Windsor returned to England at the end of the tour to undertake a postgraduate course in Medicine. He obtained his Fellowship of the Royal College of Surgeons (London and Edinburgh) and was appointed resident surgical officer at the Leicester General Hospital. Windsor also played rugby for London Irish, Middlesex and Leicester. Some years later Windsor’s brother Harry performed the first heart transplant in Australia (1968) and later trained world famous heart surgeon Dr Victor Chang.
Windsor’s capacity to help others was never more evident than at the Port Arthur massacre on April 28, 1996, when he and his friend Bill Maguire were among the first to enter the Broad Arrow Cafe to tend to the dying and the injured.

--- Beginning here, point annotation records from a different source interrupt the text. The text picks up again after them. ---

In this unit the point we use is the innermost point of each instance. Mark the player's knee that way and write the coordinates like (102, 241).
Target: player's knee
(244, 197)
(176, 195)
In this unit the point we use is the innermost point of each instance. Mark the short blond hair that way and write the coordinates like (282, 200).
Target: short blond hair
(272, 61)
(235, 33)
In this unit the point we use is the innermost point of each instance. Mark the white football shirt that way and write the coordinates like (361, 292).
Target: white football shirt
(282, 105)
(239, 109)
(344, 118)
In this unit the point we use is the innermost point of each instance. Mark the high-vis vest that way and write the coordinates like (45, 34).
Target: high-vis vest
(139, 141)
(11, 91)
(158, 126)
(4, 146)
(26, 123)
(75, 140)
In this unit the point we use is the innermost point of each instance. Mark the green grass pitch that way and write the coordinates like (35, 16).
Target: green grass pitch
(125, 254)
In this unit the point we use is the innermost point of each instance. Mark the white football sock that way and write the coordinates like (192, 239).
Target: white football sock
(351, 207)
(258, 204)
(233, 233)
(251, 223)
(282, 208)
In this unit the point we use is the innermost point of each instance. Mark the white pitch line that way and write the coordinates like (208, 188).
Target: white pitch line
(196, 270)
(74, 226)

His experience and skills, gained from a five-month tour of duty with a volunteer surgical team in Vietnam 28 years earlier, allowed him to deal with both the catastrophe and the emotional scarring. Windsor and Maguire were awarded Commendations for Brave Conduct for their actions.
Clem Windsor played one Test for Australia and he will forever be Wallaby #353.
Windsor won his first Test cap at fullback in the 2nd Test, 14-27 loss to New Zealand at the S.C.G.